Pour son deuxième film, après Bluebird, traitant d’un ancien taulard cherchant à venger la fille de sa logeuse, victime d’une agression, Jérémy Guez, lui-même romancier et scénariste, adapte un roman de Peter Dexter, Brotherly love, sur la mafia de Philadelphie. Il parvient à en tirer un beau film d’atmosphère où un personnage va progressivement comprendre le passé de sa famille d’adoption, lorsqu’il sera confronté à une menace très importante visant son cousin. Se situant dans une filiation esthétique allant de Coppola, Scorsese à James Gray, Jérémy Guez s’en sort plutôt bien, assignant à son film de gangsters une noblesse de ton, une gravité tragique et un sens de l’autodestruction caractérisant ses personnages principaux.
A Philadelphie, une famille de mafieux irlandais a recueilli Peter trente ans auparavant à la mort de son père, dans des circonstances troubles. Face à la menace brandie par la mafia italienne contre son cousin Michael, aussi violent et exubérant qu’il est taiseux, Peter va redécouvrir sous un autre jour ce qui s’est passé trente ans auparavant…
On retrouve d’ailleurs la noblesse tragique de ton, caractéristique de James Gray, dans Sons of Philadelphia, ainsi que ses personnages tourmentés, quasiment bipolaires, réfrénant difficilement des envies suicidaires d’autodestruction.
Certains rapprocheront Sons of Philadelphia de Quand vient la nuit de Michael R. Roskam, via la présence toujours aussi magnétique de Matthias Schoenaerts. S’il existe des similitudes (l’univers mafieux, Schoenaerts dans un personnage de taiseux tourmenté), elles pèsent finalement assez peu par rapport à la différence de style. Quand vient la nuit possède un certain nombre de baisses de rythme qui font s’évaporer l’intérêt du film, alors que Sons of Philadelphia procède à une alternance subtile entre présent et passé, à travers des courtes séquences qui éclairent le comportement actuel des protagonistes.
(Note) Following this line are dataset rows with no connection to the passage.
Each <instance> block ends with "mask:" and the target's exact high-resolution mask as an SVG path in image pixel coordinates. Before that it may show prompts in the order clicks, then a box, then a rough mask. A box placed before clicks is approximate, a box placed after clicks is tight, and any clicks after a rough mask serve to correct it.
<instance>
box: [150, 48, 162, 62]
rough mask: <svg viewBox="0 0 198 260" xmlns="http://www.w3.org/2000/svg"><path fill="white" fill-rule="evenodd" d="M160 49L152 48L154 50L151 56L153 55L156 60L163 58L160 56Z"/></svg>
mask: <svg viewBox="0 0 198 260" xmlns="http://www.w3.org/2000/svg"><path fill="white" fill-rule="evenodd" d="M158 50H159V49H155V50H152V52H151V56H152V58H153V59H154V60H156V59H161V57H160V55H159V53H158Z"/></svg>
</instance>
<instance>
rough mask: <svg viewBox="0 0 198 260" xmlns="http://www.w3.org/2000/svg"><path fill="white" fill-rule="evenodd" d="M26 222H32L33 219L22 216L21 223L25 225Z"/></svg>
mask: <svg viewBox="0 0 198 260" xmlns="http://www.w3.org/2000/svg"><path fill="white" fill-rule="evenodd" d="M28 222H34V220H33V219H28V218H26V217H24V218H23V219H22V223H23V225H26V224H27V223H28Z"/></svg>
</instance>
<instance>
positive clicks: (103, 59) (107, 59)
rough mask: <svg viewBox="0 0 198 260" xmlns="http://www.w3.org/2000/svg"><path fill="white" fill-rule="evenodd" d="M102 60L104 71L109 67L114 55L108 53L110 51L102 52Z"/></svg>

De plus, Sons of Philadelphia réussit à atteindre une grandeur tragique et une dignité sobre de ton qui le distinguent du tout venant. Lorsque le film commence, Peter et son cousin Michael dirigent ensemble un gang irlandais à Philadelphie, Michael étant le boss imprévisible et incontrôlable et Peter, son bras droit silencieux et efficace. Au fur et à mesure du film, Jérémy Guez va nous faire découvrir que Peter souffre d’un profond traumatisme qui le hante toujours aujourd’hui, ce qui va expliquer ses réactions à la menace visant son cousin Michael.
Bien plus qu’au film de Michael R. Roskam, Sons of Philadelphia nous fait surtout penser, toute proportions gardées, au Parrain II de Francis Ford Coppola, en raison des flash-backs enchassés dont le film est parsemé. Le passe explique le présent ; le présent révèle le passé. Le film est ainsi construit de ces va-et-vient incessants entre le passé et le présent qui expliquent au personnage pourquoi il agit de telle manière et ce qui a pu se passer trente ans auparavant. Mais peut-être encore plus qu’à Coppola, Guez se réfère de manière très directe aux classiques de James Gray, The Yards ou La Nuit nous appartient, qui dressaient déjà des conflits entre des frères ou des cousins très proches. On retrouve d’ailleurs la noblesse tragique de ton, caractéristique de James Gray, dans Sons of Philadelphia, ainsi que ses personnages tourmentés, quasiment bipolaires, réfrénant difficilement des envies suicidaires d’autodestruction. Malgré ces références qui pourraient s’avérer écrasantes, Jérémy Guez s’en sort avec les honneurs, tissant un film d’atmosphère dont la tonalité sombre et obsédante pourrait nous poursuivre.